1 Educational attainment by race

1.1 Data setup

acs_vars_2018_5yr = listCensusMetadata(name = "2018/acs/acs5",
                                       type = "variables")
saveRDS(acs_vars_2018_5yr, file = "acs_vars_2018_5yr.rds")

acs_vars_2019_1yr = listCensusMetadata(name = "2019/acs/acs1",
                                       type = "variables")
saveRDS(acs_vars_2019_1yr, file = "acs_vars_2019_1yr.rds")
acs_vars_2018_5yr = readRDS("acs_vars_2018_5yr.rds")
acs_vars_2019_1yr = readRDS("acs_vars_2019_1yr.rds")

census_race_labels = c("White Alone",
                       "Black or African American",
                       "American Indian and Alaska Native Alone",
                       "Asian Alone",
                       "Native Hawaiian and Other Pacific Islander Alone",
                       "Some Other Race Alone",
                       "Two or More Races")
bay_educ_race = 1:7 %>%
  map_dfr(function(x) {
    getCensus(name = "acs/acs1",
              vintage = 2019,
              region = "county:085",
              regionin = "state:06",
              vars = paste0("group(B15002", LETTERS[x], ")")) %>%
    select(!c(GEO_ID, state, NAME) &
           !ends_with(c("EA", "MA", "M"))) %>%
    pivot_longer(ends_with("E"),
                 names_to = "variable",
                 values_to = "estimate") %>%
    left_join(acs_vars_2019_1yr %>% select(name, label),
                                    by = c("variable" = "name")) %>%
    select(-variable) %>%
    separate(label,
             into = c(NA, NA, "sex", "education"),
             sep = "!!") %>%
    filter(!is.na(education)) %>%
    mutate(race = census_race_labels[x])
    })
bay_educ_race

1.2 Graphing educational attainment by race

bay_race_total = bay_educ_race %>%
                 group_by(race) %>%
                 summarize(estimate = sum(estimate)) %>%
                 mutate(education = "Total")
bay_educ_race %>% group_by(education, race) %>%
                  summarize(estimate = sum(estimate)) %>%
                  rbind(bay_race_total) %>%
                  ggplot() +
                  geom_bar(aes(x = education %>%
                                   factor(levels = rev(c("Total",
                                                         bay_educ_race$education[1:8]))),
                               y = estimate,
                               fill = race),
                           stat = "identity",
                           position = "fill") +
                  labs(x = "Educational attainment",
                       y = "Proportion of households",
                       title = "Santa Clara County educational attainment by race",
                       subtitle = "Population 25 years or older",
                       fill = "Race of householder") +
                  coord_flip() +
                  theme(legend.position = "bottom",
                        legend.direction = "vertical")

1.3 Stacked chart

bay_race_total = bay_educ_race %>%
                 group_by(race) %>%
                 summarize(estimate = sum(estimate)) %>%
                 mutate(education = "Total")
bay_educ_race %>% group_by(education, race) %>%
                  summarize(estimate = sum(estimate)) %>%
                  rbind(bay_race_total) %>%
                  ggplot() +
                  geom_bar(aes(x = education %>%
                                   factor(levels = rev(c("Total",
                                                         bay_educ_race$education[1:8]))),
                               y = estimate,
                               fill = race),
                           stat = "identity") +
                  labs(x = "Educational attainment",
                       y = "Number of households",
                       title = "Santa Clara County educational attainment by race",
                       subtitle = "Population 25 years or older",
                       fill = "Race of householder") +
                  coord_flip() +
                  theme(legend.position = "bottom",
                        legend.direction = "vertical")

1.4 Analysis

  • There is no education data available for Native Hawaiians and other Pacific Islanders.
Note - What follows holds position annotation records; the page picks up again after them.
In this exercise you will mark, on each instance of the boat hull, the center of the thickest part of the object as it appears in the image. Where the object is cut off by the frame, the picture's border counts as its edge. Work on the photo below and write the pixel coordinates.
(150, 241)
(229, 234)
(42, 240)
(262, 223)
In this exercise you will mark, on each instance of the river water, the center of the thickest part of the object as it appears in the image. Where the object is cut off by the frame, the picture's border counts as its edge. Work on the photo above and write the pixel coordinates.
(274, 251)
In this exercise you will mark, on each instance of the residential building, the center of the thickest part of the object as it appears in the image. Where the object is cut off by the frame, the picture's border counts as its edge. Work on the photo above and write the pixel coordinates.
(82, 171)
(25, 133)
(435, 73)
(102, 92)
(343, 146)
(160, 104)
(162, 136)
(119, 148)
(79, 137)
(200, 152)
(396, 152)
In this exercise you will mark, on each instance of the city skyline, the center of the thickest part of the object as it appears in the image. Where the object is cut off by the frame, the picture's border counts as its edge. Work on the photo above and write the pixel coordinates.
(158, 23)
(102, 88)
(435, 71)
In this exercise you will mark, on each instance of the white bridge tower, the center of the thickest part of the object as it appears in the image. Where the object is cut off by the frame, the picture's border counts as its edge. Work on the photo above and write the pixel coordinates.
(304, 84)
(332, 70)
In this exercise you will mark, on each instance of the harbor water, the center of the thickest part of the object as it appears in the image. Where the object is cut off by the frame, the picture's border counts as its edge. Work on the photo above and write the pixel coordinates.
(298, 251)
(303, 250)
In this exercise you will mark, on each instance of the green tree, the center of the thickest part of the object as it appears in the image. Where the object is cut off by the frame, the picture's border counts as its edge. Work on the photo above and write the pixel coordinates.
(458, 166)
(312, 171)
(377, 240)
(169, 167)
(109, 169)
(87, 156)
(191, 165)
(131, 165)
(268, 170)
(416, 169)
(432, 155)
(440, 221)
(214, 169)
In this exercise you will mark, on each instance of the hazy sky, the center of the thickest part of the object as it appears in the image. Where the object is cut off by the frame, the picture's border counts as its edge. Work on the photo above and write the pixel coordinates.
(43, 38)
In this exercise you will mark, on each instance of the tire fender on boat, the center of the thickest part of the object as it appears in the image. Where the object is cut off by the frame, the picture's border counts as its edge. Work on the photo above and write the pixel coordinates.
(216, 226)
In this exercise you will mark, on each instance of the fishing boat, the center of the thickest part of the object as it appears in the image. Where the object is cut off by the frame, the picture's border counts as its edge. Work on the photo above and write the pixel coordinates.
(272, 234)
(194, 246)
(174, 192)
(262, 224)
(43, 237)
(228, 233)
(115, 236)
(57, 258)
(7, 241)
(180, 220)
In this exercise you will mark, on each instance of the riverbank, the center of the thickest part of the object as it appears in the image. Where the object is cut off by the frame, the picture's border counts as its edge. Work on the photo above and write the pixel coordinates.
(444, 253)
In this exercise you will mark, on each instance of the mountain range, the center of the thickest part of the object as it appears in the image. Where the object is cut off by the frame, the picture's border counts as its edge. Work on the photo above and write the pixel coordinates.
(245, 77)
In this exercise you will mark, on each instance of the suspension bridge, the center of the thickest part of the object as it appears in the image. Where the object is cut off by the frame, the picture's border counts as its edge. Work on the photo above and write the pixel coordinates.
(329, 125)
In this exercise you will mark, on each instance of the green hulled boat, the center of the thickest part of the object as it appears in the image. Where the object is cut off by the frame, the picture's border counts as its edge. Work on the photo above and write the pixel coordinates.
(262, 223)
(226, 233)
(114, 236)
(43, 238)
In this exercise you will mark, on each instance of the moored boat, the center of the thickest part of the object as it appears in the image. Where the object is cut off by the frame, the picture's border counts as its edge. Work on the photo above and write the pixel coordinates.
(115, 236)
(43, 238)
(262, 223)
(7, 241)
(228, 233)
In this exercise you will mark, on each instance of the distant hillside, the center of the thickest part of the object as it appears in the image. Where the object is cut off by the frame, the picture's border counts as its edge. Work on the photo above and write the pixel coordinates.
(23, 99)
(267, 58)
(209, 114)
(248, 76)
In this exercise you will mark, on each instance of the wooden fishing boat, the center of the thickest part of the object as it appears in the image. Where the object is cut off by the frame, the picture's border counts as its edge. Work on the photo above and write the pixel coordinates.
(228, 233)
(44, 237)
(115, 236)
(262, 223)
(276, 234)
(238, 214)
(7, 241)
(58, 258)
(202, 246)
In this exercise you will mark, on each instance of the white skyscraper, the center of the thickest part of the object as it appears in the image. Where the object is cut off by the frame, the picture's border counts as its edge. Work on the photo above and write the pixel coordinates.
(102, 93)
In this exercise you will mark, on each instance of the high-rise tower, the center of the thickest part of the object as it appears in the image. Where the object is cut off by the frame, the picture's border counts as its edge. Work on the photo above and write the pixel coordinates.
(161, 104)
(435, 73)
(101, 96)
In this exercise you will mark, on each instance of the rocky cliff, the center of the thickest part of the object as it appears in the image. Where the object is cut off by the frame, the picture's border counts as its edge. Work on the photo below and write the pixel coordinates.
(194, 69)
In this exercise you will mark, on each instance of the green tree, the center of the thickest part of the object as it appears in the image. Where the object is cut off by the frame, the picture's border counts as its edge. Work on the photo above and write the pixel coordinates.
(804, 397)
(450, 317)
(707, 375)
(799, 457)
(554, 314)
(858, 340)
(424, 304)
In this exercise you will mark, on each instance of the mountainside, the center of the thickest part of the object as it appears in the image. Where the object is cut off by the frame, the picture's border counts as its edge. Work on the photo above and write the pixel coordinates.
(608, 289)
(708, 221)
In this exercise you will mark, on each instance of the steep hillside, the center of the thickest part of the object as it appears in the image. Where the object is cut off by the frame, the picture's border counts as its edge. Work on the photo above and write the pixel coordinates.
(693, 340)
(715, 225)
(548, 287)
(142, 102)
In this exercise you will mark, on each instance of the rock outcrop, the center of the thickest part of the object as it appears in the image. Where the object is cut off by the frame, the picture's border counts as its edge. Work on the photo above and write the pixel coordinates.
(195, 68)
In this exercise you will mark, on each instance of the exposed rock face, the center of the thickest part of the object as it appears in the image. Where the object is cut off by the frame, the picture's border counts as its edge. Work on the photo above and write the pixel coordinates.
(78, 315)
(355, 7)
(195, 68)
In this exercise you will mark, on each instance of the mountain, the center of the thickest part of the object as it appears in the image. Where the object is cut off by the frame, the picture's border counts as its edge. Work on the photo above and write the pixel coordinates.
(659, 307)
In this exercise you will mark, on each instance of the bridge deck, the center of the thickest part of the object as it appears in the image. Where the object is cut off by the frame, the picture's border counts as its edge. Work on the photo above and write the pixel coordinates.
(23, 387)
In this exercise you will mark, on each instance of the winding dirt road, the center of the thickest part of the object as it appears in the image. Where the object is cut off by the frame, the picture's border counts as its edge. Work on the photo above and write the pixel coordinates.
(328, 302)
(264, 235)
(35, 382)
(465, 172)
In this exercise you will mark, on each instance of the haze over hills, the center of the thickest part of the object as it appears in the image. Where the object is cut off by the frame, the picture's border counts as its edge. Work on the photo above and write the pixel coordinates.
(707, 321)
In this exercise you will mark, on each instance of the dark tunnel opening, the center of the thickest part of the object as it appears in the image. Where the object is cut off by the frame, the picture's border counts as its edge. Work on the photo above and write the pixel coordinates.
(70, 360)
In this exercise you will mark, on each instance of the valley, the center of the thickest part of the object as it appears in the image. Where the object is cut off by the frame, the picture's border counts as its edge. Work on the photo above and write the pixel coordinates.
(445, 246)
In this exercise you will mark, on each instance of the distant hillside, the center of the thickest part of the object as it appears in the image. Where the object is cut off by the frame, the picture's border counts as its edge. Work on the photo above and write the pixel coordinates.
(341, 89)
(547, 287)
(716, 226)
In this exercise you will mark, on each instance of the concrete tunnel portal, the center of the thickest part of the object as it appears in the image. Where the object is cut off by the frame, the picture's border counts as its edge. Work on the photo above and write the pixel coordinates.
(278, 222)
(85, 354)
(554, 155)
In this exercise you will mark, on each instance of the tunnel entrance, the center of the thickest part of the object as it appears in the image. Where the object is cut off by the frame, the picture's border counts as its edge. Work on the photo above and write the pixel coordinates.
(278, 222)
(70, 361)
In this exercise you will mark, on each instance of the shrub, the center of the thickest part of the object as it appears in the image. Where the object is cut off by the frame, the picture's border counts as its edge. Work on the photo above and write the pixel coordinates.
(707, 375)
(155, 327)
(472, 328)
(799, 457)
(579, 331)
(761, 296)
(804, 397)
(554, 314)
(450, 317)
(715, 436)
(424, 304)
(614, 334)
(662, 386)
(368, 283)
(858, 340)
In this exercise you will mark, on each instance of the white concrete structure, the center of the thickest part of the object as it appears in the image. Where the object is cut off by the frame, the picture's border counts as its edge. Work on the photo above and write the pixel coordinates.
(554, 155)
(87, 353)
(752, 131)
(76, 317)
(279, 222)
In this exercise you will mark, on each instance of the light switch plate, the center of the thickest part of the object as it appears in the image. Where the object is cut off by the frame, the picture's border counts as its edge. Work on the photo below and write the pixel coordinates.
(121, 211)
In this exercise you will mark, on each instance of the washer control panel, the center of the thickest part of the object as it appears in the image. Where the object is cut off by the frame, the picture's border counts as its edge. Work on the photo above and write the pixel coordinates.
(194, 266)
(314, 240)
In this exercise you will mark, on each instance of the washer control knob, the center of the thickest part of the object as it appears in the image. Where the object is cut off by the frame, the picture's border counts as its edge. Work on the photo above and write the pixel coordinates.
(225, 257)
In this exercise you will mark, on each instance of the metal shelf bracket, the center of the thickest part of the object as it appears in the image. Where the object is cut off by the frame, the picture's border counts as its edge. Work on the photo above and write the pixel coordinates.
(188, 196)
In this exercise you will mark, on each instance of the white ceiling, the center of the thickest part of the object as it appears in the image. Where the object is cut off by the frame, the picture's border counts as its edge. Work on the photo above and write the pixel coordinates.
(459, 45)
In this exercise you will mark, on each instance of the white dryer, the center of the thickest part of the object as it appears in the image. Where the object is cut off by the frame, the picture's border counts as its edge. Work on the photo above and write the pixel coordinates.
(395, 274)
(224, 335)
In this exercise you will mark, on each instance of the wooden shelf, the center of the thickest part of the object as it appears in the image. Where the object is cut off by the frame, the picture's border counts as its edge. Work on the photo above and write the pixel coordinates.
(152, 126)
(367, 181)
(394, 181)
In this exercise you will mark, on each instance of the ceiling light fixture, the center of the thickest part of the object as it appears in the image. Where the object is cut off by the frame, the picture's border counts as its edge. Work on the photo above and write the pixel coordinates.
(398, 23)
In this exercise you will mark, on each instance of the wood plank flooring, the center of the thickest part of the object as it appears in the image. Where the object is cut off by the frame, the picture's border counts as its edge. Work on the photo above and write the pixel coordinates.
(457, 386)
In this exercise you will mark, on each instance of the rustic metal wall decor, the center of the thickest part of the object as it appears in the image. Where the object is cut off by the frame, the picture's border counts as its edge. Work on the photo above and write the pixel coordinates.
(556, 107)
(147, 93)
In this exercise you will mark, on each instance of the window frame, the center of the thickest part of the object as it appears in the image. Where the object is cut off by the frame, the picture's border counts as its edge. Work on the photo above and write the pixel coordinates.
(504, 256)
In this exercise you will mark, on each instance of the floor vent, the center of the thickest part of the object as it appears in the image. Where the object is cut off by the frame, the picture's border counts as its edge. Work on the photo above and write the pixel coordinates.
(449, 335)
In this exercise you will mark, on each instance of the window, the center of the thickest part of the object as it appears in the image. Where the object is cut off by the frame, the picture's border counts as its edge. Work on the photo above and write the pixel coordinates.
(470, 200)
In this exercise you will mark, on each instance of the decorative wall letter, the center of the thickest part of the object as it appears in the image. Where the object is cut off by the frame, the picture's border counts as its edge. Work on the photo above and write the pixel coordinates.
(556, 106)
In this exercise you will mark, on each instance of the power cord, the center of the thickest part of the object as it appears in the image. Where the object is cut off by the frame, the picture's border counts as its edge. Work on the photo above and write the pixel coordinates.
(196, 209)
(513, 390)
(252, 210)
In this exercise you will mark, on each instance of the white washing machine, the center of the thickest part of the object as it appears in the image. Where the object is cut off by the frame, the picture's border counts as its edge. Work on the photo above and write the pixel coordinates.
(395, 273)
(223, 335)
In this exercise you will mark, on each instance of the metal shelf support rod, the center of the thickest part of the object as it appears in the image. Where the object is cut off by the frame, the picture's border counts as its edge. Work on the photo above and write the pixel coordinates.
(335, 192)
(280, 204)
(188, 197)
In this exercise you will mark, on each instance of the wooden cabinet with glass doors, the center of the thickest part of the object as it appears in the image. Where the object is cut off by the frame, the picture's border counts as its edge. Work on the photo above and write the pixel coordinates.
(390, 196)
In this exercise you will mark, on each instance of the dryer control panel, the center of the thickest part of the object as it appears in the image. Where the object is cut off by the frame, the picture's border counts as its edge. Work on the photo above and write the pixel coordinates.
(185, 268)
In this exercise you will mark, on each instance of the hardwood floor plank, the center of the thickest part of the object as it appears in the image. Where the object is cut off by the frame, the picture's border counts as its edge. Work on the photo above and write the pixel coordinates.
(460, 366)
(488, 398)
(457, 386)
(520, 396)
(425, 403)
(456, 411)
Possibly that is because this population is very small in the Bay Area.
  • As the stacked chart shows, most Bay Area residents possess at least a bachelor’s degree. Smaller numbers of residents possess some college with no degree, and smaller still numbers possess a high school diploma alone.
  • “Some Other Race Alone” (unspecified by definition, but I am guessing these are primarily Hispanics/Latinos) is disproportionately represented among lower educational attainment levels (GED/high school diploma or less).
  • Asians are overrepresented among those with bachelor’s and graduate/professional degrees.
  • Interestingly enough, white people are overrepresented among those with high school diplomas, GEDs or alternative credentials, and those with some college and no degree.

We can observe some more interesting phenomena by flipping our analysis, that is, looking at the composition of educational attainment for every race.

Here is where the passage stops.